Minnesota and Wisconsin held wolf hunting seasons in 2012. The Obama administration is planning on ending the protection for gray wolves in the entire U.S.

The Obama administration on Friday did as expected and announced their plan to end protections for gray wolves across the U.S. even in areas where they once roamed but no longer exist.

The plan, which was leaked several weeks ago, will have no effect on wolves in Great Lakes states or many western states where federal protections already had been dropped in recent years.

In Minnesota, Wisconsin and Michigan’s Upper Peninsula, state and tribal resource agencies have been managing wolf populations since last year, and Minnesota and Wisconsin in 2012 held hunting and trapping seasons on wolves to reduce their numbers.

Because so many wolves now are roaming in the western Great Lakes and northern Rockies, nearly 3,000 in Minnesota alone and 6,000 in all, the U.S. Fish and Wildlife Service says the species is no longer in danger of extinction.

But the change would mean wolves would have no federal protection if they wander into nearby states.

Still, federal officials they expect wolves to continue to expand into new states, including California, Utah and the Dakotas, but that federal protection under the Endangered Species Act in those states isn’t necessary to assure their survival.

Clearing wolves off the list will save federal resources, staff and money, for species that are truly needy, officials said Friday.

“We’re saying wolves are recovered, they are no longer threatened with extinction,” Dan Ashe, U.S. Fish and Wildlife Service director, said Friday in a telephone press conference. He said individual states will be allowed to decide how far and where wolves can roam.

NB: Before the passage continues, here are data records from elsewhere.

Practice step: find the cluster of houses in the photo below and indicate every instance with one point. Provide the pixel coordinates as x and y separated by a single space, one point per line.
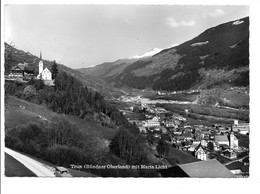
19 73
198 139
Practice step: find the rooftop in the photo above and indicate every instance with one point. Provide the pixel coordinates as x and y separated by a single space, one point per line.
201 169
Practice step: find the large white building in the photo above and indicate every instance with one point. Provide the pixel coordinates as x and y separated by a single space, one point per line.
152 122
45 74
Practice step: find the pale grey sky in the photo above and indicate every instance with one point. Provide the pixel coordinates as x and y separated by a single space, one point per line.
87 35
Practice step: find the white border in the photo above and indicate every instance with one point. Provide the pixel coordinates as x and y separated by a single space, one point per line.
154 185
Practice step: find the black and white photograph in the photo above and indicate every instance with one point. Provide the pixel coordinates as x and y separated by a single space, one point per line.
126 90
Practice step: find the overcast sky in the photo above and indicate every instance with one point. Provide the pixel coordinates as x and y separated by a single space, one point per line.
88 35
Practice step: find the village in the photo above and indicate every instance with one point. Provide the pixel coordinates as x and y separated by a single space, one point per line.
205 143
21 73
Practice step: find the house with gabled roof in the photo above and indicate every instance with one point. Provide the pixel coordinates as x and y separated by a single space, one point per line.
202 169
201 152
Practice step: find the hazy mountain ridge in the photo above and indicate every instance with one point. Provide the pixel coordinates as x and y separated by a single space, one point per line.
193 64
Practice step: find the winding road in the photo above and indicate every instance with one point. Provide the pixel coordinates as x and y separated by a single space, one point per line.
38 168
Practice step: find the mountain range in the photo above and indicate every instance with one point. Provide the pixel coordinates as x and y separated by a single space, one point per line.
218 56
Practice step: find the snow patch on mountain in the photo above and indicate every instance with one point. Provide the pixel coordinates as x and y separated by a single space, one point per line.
200 43
148 54
238 22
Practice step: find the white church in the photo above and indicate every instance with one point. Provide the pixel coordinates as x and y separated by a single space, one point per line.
45 74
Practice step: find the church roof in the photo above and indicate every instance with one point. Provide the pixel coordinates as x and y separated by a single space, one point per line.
202 169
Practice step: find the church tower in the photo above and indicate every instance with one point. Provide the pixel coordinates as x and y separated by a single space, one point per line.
40 64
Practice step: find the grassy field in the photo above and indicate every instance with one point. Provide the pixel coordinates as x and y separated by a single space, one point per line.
13 168
19 112
177 97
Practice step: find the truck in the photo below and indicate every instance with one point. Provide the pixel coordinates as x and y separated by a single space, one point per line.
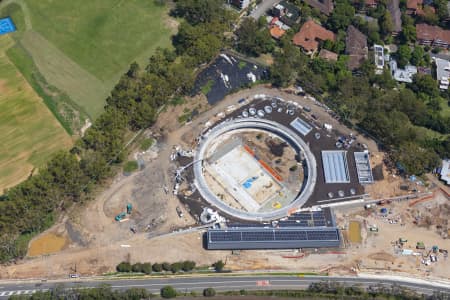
179 212
120 216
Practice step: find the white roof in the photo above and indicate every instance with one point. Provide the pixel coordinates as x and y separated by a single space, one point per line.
442 68
445 171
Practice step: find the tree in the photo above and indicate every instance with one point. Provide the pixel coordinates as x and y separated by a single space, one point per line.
124 267
403 55
157 267
166 266
147 268
168 292
341 16
209 292
137 267
252 39
386 24
218 266
417 56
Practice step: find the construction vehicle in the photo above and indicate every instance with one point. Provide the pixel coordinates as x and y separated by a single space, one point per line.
120 216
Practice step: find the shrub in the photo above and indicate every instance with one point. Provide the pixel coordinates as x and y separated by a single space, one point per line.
168 292
137 267
209 292
218 266
175 267
130 166
146 144
188 265
124 267
157 267
166 266
147 268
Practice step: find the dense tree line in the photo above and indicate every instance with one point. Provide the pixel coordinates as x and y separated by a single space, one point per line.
133 104
372 102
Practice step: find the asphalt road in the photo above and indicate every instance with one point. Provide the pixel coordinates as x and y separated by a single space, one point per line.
220 283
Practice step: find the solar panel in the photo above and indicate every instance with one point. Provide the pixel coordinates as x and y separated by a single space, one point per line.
322 235
335 166
290 235
258 236
222 236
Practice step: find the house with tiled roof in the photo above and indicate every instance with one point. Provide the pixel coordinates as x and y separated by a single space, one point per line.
310 35
325 6
417 7
355 47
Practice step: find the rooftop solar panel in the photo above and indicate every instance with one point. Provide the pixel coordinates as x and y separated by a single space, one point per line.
335 166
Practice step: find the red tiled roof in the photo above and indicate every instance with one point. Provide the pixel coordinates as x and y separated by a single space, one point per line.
414 4
429 32
328 55
310 34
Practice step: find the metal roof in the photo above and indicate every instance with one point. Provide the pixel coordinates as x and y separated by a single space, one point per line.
363 167
335 166
271 238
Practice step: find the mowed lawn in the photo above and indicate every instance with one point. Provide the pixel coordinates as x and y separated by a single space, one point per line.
29 133
82 47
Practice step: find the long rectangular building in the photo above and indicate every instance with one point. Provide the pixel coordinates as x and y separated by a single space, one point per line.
248 238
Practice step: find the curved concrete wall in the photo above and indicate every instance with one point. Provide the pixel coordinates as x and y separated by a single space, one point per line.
262 124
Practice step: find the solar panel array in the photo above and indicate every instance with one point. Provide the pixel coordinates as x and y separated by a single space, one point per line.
363 167
301 126
306 219
265 235
335 166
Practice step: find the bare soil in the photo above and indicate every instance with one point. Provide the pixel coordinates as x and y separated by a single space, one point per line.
98 243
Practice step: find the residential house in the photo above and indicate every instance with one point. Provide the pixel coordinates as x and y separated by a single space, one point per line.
286 12
325 6
241 4
355 47
442 72
371 3
310 35
445 171
416 7
276 32
378 51
396 15
432 36
328 55
402 75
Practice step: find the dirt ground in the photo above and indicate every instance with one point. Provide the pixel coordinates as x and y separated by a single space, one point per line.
97 243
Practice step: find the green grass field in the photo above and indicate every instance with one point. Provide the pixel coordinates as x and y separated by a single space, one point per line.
80 48
29 133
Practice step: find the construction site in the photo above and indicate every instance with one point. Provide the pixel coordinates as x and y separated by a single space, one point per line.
317 184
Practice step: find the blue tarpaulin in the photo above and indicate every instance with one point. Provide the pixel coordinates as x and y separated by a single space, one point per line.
6 26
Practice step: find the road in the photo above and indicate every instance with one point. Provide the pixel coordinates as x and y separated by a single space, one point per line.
263 7
221 283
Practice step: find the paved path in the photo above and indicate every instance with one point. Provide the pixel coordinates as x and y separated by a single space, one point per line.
224 283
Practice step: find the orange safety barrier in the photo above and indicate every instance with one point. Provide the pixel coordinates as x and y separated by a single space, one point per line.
424 199
264 165
270 170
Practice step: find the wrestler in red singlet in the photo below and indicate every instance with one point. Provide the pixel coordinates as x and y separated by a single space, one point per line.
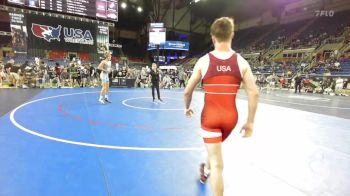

There will be a 90-day public comment period with the action final in about a year. The effort does not include Mexican wolves which will be listed as endangered in the Southwest U.S.

Some wolf support groups, such as the Humane Society of the U.S., and some environmental groups oppose the complete de-listing of wolves, saying they should still be protected until they occupy a much larger portion of their original range.

“Wolf recovery has been one of our greatest Endangered Species Act success stories, but stopping now before the population is fully recovered will negate the decades of hard work that have gone into bringing wolves back from the brink of extinction,” said Michael Brune, Sierra Club executive director. “Without federal protections this symbol of our wild heritage will slide back into harm’s way.”

But Ashe said the Endangered Species Act doesn’t require animals to be restored to all of their range to be considered “recovered,” noting they will never be restored to Denver, Salt Lake City or other metropolitan areas. He noted bison as an example of a species that covers only a fraction of their original range but has a stable population and is not protected.

Ashe said states have been doing a good job managing and monitoring wolf populations even as they conduct broad hunting and trapping programs.